Tantangan-tantangan tersebut menunjukkan
bahwa pemberdayaan arbitrase memerlukan pendekatan normatif dan institusional
secara simultan.
Berdasarkan tantangan diatas, maka
kiranya perlu langkah strategis pemberdayaan arbtirase
dalam Penyelesaian Sengketa CBI, yang dapat dijabarkan antara lain:
- Harmonisasi regulasi nasional dengan instrumen hukum
internasional seperti UNCITRAL Model Law on Cross-Border Insolvency.
- Penguatan pengakuan terhadap klausul arbitrase dalam kontrak
internasional yang berkaitan dengan kegiatan usaha debitur.
- Peningkatan koordinasi antara lembaga arbitrase dan
pengadilan niaga dalam menangani sengketa CBI.
- Peningkatan kapasitas arbiter dalam memahami aspek hukum
kepailitan internasional.
- Pengembangan mekanisme protocol-based cooperation
antara pengadilan dan tribunal arbitrase lintas negara.
Dengan begitu maka Langkah strategis tersebut
perlu untuk dilaksanakan guna memastikan bahwa arbitrase tidak hanya menjadi
alternatif, tetapi juga mitra strategis pengadilan dalam penyelesaian sengketa
kepailitan lintas batas. Selain itu, oleh karena aturan hukum kepailitan belum
komprehensip membahas mengenai CBI ini maka lebih baik jika dilakukan
pembaharuan hukum dengan cara antara lain :
- Melakukan adopsi prinsip-prinsip UNCITRAL Model Law;
- Melakukan penguatan pengakuan terhadap putusan arbitrase
internasional;
- Melakukan integrasi mekanisme koordinasi lintas yurisdiksi;
- Meningkatkan peran lembaga arbitrase nasional dalam sengketa
internasional.
Sehingga Indonesia juga dapat
meningkatkan daya saing sistem penyelesaian sengketa bisnis secara internasional.

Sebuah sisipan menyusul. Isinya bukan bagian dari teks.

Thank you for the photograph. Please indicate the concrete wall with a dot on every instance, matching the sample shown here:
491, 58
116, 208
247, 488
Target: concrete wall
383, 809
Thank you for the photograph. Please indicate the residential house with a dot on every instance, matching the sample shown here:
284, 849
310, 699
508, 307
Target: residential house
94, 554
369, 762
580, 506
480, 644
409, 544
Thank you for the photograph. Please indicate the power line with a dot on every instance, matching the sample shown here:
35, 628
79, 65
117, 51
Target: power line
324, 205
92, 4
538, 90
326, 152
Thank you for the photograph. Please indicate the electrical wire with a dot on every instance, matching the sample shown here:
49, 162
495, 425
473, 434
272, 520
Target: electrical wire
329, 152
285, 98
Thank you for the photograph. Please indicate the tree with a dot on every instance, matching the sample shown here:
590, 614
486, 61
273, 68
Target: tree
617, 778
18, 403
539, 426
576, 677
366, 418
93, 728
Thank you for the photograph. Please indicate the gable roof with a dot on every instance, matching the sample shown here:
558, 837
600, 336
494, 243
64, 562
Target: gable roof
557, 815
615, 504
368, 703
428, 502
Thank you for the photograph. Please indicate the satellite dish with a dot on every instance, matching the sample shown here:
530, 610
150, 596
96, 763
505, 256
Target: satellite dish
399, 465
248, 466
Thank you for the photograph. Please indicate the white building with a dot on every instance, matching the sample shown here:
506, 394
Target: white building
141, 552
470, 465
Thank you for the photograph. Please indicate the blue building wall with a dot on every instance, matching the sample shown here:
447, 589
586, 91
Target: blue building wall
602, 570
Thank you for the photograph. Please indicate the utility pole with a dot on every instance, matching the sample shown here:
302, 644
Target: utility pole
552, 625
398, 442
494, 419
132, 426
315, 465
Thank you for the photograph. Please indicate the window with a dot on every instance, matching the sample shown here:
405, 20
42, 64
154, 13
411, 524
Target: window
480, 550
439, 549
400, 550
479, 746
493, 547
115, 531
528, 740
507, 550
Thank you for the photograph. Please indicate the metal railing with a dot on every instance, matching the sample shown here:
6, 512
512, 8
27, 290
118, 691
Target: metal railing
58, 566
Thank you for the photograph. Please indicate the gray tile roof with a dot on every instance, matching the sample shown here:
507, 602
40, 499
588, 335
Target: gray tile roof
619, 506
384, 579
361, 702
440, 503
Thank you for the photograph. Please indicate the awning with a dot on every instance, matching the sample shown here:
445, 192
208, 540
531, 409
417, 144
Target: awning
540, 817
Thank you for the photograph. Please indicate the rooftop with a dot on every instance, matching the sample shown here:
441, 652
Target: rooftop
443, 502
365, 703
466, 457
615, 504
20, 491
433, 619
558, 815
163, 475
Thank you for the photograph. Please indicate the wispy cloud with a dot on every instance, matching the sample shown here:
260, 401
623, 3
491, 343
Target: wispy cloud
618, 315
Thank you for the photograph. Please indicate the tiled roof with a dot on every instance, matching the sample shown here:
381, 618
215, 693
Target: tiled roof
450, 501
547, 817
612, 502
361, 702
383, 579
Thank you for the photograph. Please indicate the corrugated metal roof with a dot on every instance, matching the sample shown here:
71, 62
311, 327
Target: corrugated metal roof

Baca Juga: Jangan di Skip! Ini 14 Do’s & Don’ts yang Wajib Dipatuhi Hakim
Dengan demikian, disimpulkan bahwa pemberdayaan arbitrase dalam penyelesaian sengketa CBI merupakan kebutuhan mendesak di era globalisasi ekonomi. Arbitrase menawarkan fleksibilitas, netralitas, dan efektivitas yang dapat melengkapi peran pengadilan dalam menangani sengketa CBI. Namun demikian, optimalisasi peran arbitrase memerlukan dukungan regulasi yang memadai, harmonisasi hukum internasional, serta peningkatan kapasitas kelembagaan. Dengan langkah strategis yang tepat, arbitrase dapat menjadi instrumen penting dalam menciptakan sistem penyelesaian sengketa CBI yang modern, efektif, dan berkeadilan. (rw/ldr)
Referensi Bacaan:
- Amriani, Nurnaningsih,
Prinsip Transparansi Putusan Arbitrase, Studi Penyelesaian Sengketa melalui
ICSID dan Pengalaman di Beberapa Negara, Penerbit Genta Publishing,
Yogyakarta, 2019.
- ------------, Interpretation
On Public Policy in Recognition and Enforcement of Foreign Arbitral Award in
Indonesia : Turn Aside The Legal Certainty, Article at Brawijaya Law
Journal, Page 24-33, Vol. 1 No. 1 October 2014.
- ------------, The
Chronicle Of Informal Sources Of Indonesia Business Law : Set Up Business In
Indonesia, Article at International Journal of Business, Economics and
Law, Vol. 5, Issue 4 (Dec.)
- Shubhan, M. Hadi, Hukum
Kepailitan -Prinsip, Norma dan Praktik di Peradilan, Cet ke-2, Penerbit Sinar
Grafika, Jakarta, 2009.
- Simanjuntak, Ricardo,
Undang-Undang kepailitan dan PKPU Indonesia, Teori dan Praktek, Penerbit
Kontan Publishing, Jakarta, 2023.
- Undang-Undang Nomor 37 Tahun 2004
tentang Kepailitan dan PKPU
- UNCITRAL Model Law on Cross-Border Insolvency (1997).
- https://uncitral.un.org/en/texts/insolvency/modellaw/cross-border_insolvency, diakses tanggal 1 April 2026.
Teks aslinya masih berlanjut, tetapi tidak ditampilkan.